I had a traumatic and intense breakup recently and I was really in need of a safe emotional space. My recent ex forced the relationship on me by kissing me when drunk and groped me. I cried and looked at him and he legit looked straight at me with no empathy and squeezed my neck and continued kissing me . He told me to pick his FaceTime call after I got home and we started dating , I somehow thought it would be less shameful if I can convince myself he did it cause he’s my bf. I was not thinking straight the relationship was toxic it lasted for three months I was not myself in the relationship, I losed my sense of self. He was my friend for a year and I listened to his problems, he broke up with his ex gf at the time , he said she cheated on him and betrayed him a lot and he was deeply hurt and he couldn’t open up to his friends I was the only one he feels comfortable opening up and gradually I had a soft spot for him. I was not attracted to him and didn’t see him as a romantic connection at all. I had my flaws too , our relationship was transactional I was there to listen to his emotional needs and he would sometimes help me when I need help with something like when I need a ride , to drop off my friends when we couldn’t get a cab at night and we were drunk , he would take my dog to the vet when I say I’m worried my dog is not eating and is nice enough to not care about the mess in his car. I somehow got attached to the nice version of him and also trusted him. These was when we were friends . After we start dating , he still does things for me if not more but he gets toxic , he’s always suspicious, any explanation I give for missing his calls a few times he would not be convinced. He needs reassurance a lot . He punishes me emotionally even when things were not under my control. When I start distancing myself it only got worse. I also can’t help but feel bad for him cause I know about his back story.

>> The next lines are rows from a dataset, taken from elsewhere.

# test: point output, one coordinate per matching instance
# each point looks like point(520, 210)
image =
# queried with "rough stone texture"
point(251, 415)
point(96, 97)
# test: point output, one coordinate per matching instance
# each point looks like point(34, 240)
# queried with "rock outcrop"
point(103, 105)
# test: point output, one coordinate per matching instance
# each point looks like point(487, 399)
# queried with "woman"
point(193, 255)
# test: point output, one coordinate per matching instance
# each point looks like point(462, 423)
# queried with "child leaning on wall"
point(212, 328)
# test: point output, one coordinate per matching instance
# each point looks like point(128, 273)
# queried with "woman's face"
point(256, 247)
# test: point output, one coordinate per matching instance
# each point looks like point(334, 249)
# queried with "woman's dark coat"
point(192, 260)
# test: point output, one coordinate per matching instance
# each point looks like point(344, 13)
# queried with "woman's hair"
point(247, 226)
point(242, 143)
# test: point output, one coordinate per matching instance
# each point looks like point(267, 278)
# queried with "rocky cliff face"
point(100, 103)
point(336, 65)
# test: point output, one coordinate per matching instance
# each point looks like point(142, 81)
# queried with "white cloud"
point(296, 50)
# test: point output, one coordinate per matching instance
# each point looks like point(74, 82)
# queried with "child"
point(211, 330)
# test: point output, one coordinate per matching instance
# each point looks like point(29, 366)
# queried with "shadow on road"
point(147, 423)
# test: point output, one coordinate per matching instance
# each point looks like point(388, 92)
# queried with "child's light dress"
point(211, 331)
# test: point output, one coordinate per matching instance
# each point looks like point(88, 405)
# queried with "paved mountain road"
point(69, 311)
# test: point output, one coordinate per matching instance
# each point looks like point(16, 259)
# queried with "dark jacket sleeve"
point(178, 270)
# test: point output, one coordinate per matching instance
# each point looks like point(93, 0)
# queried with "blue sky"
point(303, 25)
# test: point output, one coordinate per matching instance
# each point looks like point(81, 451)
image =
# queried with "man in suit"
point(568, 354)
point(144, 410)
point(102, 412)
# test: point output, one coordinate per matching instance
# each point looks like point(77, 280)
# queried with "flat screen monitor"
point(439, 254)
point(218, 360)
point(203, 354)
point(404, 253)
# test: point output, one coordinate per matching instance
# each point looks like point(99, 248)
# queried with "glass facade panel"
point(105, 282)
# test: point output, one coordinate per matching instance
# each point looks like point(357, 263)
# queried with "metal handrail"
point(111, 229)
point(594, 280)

Anyways we broke up , he called non stop for two days and reached out to all my friends and people who he knows is my friend and cried , complained , cursed me out , also threatened me and my best friend , cause she was not picking his calls and he accused her of being a fake friend and all my other friends too ( for not reaching out and helping him out apparently) . He threatened to come to my house , he said he’ll k*ll himself , that he’s drunk and he took too many anxiety pills and can’t do anything . It was a lot of emotions and i was overwhelmed and traumatised af .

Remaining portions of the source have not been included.